Don’t see 50 Shades of Grey for Valentine’s Day. Don’t celebrate a romantic day with your loved one by supporting intimate partner violence.

Don’t see 50 Shades of Grey as a joke. If you just want to laugh at how terrible it is with your friends, be socially responsible and find a pirated copy online.

Don’t see 50 Shades of Grey. Take your $8.50 (or more) and donate it to a women’s shelter or sexual assault center or to an organization like the National Coalition Against Domestic Violence. Use the two hours of your life that you didn’t waste at the movie theater to attend volunteer advocate training so you can help victims of abuse and assault.

At the very, very least find yourself something smutty that doesn’t glorify abuse and doesn’t read like a literary catastrophe.
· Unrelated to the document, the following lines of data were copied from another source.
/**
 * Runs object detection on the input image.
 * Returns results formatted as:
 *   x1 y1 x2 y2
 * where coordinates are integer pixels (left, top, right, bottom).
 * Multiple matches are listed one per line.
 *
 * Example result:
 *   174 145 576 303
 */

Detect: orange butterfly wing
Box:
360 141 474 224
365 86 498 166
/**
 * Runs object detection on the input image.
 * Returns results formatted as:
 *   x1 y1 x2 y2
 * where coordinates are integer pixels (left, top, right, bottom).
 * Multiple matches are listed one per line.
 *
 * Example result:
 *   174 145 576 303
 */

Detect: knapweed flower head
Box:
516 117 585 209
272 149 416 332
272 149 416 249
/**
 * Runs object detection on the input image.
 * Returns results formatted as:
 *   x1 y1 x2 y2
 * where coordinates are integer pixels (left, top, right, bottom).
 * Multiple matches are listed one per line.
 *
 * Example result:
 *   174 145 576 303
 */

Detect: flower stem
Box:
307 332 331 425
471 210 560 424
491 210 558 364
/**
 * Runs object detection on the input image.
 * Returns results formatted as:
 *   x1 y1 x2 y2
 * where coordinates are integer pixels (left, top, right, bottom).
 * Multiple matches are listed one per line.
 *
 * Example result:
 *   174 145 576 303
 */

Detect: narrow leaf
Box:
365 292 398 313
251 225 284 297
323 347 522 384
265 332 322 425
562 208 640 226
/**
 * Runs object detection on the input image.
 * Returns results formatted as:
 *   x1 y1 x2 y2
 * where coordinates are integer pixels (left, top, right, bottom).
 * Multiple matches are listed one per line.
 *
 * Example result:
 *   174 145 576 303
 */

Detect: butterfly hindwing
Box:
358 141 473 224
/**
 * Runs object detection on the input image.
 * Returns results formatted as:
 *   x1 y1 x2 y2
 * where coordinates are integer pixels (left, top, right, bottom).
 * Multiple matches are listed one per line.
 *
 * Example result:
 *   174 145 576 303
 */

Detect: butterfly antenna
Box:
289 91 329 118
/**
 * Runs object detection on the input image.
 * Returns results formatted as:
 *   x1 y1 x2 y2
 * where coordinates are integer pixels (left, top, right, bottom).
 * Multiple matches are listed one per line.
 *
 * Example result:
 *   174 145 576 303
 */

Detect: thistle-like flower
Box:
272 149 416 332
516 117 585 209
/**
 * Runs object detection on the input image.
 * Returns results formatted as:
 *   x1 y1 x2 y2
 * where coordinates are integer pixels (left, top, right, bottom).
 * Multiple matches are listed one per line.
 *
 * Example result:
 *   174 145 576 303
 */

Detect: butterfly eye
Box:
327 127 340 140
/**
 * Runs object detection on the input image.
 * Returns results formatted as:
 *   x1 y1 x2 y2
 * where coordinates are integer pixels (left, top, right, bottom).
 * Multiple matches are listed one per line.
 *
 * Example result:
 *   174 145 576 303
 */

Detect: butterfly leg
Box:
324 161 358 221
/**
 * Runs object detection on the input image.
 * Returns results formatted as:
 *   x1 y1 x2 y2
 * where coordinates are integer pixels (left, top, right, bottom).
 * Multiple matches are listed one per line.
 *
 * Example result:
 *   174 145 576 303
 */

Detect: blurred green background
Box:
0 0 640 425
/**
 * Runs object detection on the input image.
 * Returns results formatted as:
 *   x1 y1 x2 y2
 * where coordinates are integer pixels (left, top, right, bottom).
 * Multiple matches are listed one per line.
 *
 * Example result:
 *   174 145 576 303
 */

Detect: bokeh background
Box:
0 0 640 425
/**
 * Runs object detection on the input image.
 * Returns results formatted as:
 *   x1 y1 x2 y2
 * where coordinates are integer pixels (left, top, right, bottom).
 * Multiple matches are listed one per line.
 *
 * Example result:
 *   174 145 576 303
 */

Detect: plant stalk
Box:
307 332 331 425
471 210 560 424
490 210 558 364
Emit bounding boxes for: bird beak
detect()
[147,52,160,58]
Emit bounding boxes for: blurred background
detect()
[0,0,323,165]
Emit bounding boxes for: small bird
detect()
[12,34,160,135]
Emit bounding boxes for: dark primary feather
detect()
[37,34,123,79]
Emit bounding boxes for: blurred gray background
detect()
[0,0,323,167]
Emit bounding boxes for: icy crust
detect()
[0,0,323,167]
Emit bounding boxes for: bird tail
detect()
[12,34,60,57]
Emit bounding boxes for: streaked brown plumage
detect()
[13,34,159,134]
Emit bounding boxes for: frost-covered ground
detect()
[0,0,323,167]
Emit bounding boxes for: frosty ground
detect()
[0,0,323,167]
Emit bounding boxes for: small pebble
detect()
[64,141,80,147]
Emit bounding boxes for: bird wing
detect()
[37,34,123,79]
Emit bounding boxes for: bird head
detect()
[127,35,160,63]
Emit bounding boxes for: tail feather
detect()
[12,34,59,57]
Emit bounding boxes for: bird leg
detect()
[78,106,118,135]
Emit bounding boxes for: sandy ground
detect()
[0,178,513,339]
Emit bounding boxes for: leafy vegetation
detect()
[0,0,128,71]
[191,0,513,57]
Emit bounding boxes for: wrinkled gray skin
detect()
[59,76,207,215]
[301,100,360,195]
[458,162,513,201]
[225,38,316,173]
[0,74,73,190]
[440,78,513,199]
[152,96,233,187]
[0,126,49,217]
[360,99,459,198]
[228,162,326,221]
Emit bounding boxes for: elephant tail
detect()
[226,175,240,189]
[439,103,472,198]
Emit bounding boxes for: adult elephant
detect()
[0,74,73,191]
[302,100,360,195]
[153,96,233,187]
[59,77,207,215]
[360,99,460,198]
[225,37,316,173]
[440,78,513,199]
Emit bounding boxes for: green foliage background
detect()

Leave any questions or comments below, and see you next week!

#FeministFriday No. 6

Real men don’t rape.

Real men don’t hit.

Real men don’t buy girls.

Real men don’t eat quiche.

Real men don’t — Stop it.

What, exactly, is a real man? I see this concept everywhere, particularly in testosterone fueled advertising campaigns, and it creates an interesting question of gender roles, as well as raises an important matter:

Real men are a real issue.

The assertion that “real men don’t” needs to stop because the last time I checked, the men who are abusing women and breaking the law and eating delicious cheese pie things aren’t fictional characters.

According to pop culture and marketing, a real man

  • Can defend himself
  • Is the head of his household
  • Doesn’t settle for handouts
  • Is chivalrous
  • Lifts
  • Grows thick facial hair
  • Eats meat. Lots of meat
  • Like almost a ridiculous amount of meat
  • Is athletic
  • Mainly cares about sex
  • Drinks beer
  • Enjoys using power tools
  • Hunts or fishes to assert his dominance over nature
  • Needs male branded soap in order to clean himself

Even if you don’t take into consideration that by this default anything feminine is inherently weak, this idea of a real man is ridiculous. We are told collectively from the time we are small that men and maleness are strong and tough and resilient, but apparently masculinity is so fragile that it can be shattered with a plate of quinoa.

real men

This Google search was wild.

As a result, I see men not only react defensively towards perceived “unmanly” things, but also towards people identifying as women or other genders “encroaching” in their manly territory. It’s a common, sometimes angry rhetoric, that being a man doesn’t mean the same thing that it used to — back when men were MEN! Yes, because a woman can learn to use a power drill and become the CEO of a Fortune 500 company, men can no longer be men.

Toxic masculinity, everyone. As far as anyone should be concerned, if you identify as male, congratulations, you’re a real man.

Yes, a man can have a majestic beard and make all of his furniture by hand, but a man can be the survivor of abuse. A man can crave chocolate and drink daiquiris. A man can have a vagina. A man can be an amazing human being. A man can be a monster. None of those things make him any less “real”, or mean that society should write him off as a fluke or a phony.

All men are real, and so are their problems. Ignoring them doesn’t solve anything, it just allows other people to feel superior because they’re different.